Dietro il massacro che vede in un solo giorno assassinare uno per uno sessanta palestinesi fra i quattordici e i quarant’anni ci sono la cronaca e la storia. E una ciclopica ingiustizia che non tramonta. 

L’attualità parla delle provocazioni d’un provocatore che l’America oscurantista ha eletto come presidente: un danno per il mondo, non l’unico, ma consistente. In sinergia con un altro politico, Netanyahu, che ha fatto delle storture del proprio Paese l’arma per esaltare l’ostruzionismo d’ogni ragione e l’esasperazione d’un egocentrismo fobico, viene rilanciata l’ennesima umiliazione alla comunità palestinese da settant’anni straniera e schiava in patria.

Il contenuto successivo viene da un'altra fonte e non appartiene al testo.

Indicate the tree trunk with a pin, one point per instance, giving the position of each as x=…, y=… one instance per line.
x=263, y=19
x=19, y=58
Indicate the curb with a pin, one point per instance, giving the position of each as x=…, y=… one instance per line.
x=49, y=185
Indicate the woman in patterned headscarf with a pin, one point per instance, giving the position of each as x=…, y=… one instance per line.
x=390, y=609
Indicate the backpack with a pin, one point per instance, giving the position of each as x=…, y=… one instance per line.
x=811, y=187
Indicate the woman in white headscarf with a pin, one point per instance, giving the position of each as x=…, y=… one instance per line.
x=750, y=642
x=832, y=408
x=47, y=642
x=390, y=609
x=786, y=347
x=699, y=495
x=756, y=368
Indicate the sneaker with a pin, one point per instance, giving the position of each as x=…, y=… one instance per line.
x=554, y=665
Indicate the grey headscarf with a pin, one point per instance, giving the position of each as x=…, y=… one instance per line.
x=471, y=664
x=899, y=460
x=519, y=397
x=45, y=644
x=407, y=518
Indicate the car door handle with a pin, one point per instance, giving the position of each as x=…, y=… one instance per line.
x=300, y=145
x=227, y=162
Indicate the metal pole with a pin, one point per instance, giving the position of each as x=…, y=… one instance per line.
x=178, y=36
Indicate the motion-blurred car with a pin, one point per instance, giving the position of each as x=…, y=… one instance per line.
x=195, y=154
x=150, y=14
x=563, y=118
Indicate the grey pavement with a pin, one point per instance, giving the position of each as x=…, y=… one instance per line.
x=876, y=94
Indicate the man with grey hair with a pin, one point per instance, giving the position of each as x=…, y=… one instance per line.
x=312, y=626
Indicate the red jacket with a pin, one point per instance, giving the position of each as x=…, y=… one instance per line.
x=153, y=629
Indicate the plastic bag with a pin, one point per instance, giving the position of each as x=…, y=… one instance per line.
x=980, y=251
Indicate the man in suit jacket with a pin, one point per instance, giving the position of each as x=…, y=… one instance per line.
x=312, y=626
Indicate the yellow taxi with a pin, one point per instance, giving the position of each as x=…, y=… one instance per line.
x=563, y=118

Ha voglia il popolo ebraico a ricordare le proprie schiavitù e diaspore millenarie, che ovviamente sono esistite, ma non sono correlate al presente. Quello recentissimo di giorni vede i festeggiamenti dei settant’anni della nascita della nazione israeliana a danno di una palestinese. Scippata nel 1948, occupata anche nelle ultime enclavi com’era appunto Gerusalemme fino al giugno 1967, raggirata nel 1992 con e dopo gli accordi di Oslo. Cos’hanno visto gli occhi di Ezz el-din Musa Mohamed Alsamaak dischiusi nell’anno della misteriosa dipartita di Arafat e criminalmente serrati ieri dal proiettile d’un cecchino?

Hanno visto Gaza, il luogo in cui è brevemente vissuto, sottoposta a molteplici operazioni militari, dai nomi fantasiosi e dagli effetti in troppi casi efferati, soprattutto ‘Piombo fuso’ e ‘Margine di protezione’ che hanno prodotto rispettivamente 1350 e 2310 vittime, al 70% civili. In quei due momenti il più giovane dei morti di ieri aveva quattro e dieci anni, probabilmente non tirava neppure pietre. Però poteva osservare la morte, sentirne l’angoscia, ascoltare racconti e lamenti. Questo è accaduto a lui e a centinaia di migliaia di coetanei che vivono in quei quarantadue chilometri serrati su se stessi, privati anche di generi di necessità e periodicamente sottoposti a quelle che Israel Defence Forces definisce azioni difensive. La più anziana vittima di ieri Mahmoud Abdulmoti Abdal, che di anni ne aveva 39, di Gaza ha conosciuto ulteriori pene: l’occupazione di terra da parte di Tsahal terminata quando lui aveva più o meno l’età di Ezz el-din Musa, e proseguita non solo con le guerre lampo che ricordavamo ma col controllo di aria e acqua, cioè spazio aereo e marino, e anche dell’acqua potabile razionata e mancante per la perfida distruzione di tubature e fogne durante le frequenti incursioni aeree. Nella quotidianità di Gaza i due Mohamed hanno conosciuto mancanze di viveri e divieti non solo d’uscita, ma d’accesso per stranieri. Tutto sottoposto al volere di Israele.

C’era e c’è un motivo per stare fra polvere, fumi e gas a farsi sparare. E non è il desiderio di martirio. Ciò che non vogliono vedere né riferire molti commentatori che indirettamente fanno il verso agli untori del massacro. Quelle personalità riunite a celebrare la nuova sede di un’ambasciata riconosciuta, guarda caso, da due Paesi che intraprendono la via xenofoba e razzista, Ungheria e Repubblica Ceca, con l’aggiunta delle attuali premiership di Austria e Romania. Il motivo è coercizione alla quale è sottoposta quella gente. I politologi s’impegnano a evidenziare le contraddizioni e le forzature imposte ai gazawi dall’amministrazione di Hamas, problematiche esistenti, in certi casi frutto di contrasti interni con la componente dell’Autorità palestinese che non brilla per trasparenza e correttezza. Eppure agli occhi di chi va a morire per Gaza e per il diritto al ritorno dei milioni di profughi palestinesi, costretti da decenni all’esilio forzato, non esiste imposizione. La scelta di essere su quel confine, rappresenta una scelta di vita. Il richiamo di chi non ha altri strumenti per continuare a proporre una questione che si vuol aggirare oppure soffocare col sangue. E che invece continua a vivere, nonostante i mortiferi festeggiamenti israeliani.